You see YOU really do have to become empowered to be YOUR best health advocate in order to live a healthier lifestyle!

Now please don’t confuse “0 g trans fat” with being healthy for you and your arteries because this is a labeling loophole! The processed food can actually contain less than .5 grams of trans fat per serving. A food item, therefore, can contain .49 grams of trans fat and depending on how much you consume, it will add up quickly.

Best to read labels and check for “partially hydrogenated oil” on the ingredient list and then refrain from eating it.
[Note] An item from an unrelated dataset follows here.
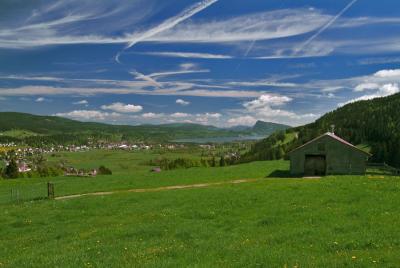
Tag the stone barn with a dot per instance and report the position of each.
(327, 155)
Partial List of Foods Almost Always Made With Partially Hydrogenated Oils 

  • Cake mixes, biscuit, pancake and cornbread mixes, frostings
  • Frozen bakery products, toaster pastries, waffles, pancakes
  • Cakes, cookies, muffins, pies, donuts
  • Whipped toppings
  • Crackers
  • Margarines, shortening
  • Peanut butter (except fresh-ground)
  • Instant mashed potatoes
  • Frozen entrees and meals
  • Taco shells
  • French fries
  • Cocoa mix
  • Most prepared frozen meats and fish (such as fish sticks)
  • Microwave popcorn

Check The Ingredients On Different Brands of these Foods.

Many Brands are Made with Partially Hydrogenated Oils

  • Breakfast cereals
  • Noodle soup cups
  • Corn chips, potato chips
  • Bread
  • Frozen pizza, frozen burritos
  • Pasta mixes
  • Most frozen snack foods
  • Sauce mixes
  • Low-fat ice creams

Here’s the list of most common trans fats foods:

French Fries, fried foods, frozen pizza, donuts, cream-filled candies, microwave popcorn, crackers, margarine, breakfast sandwiches, biscuits, cakes, cookies, pies (especially with frosting), check certain flavors of Häagen-Dazs ice cream—including butter pecan, coffee, rum raisin, green tea, and even plain old vanilla—can contain 0.5 grams of trans fat per serving, non-dairy creamers,  frozen dinners, meat sticks, Asian crunchy noodles, canned chili, packaged pudding.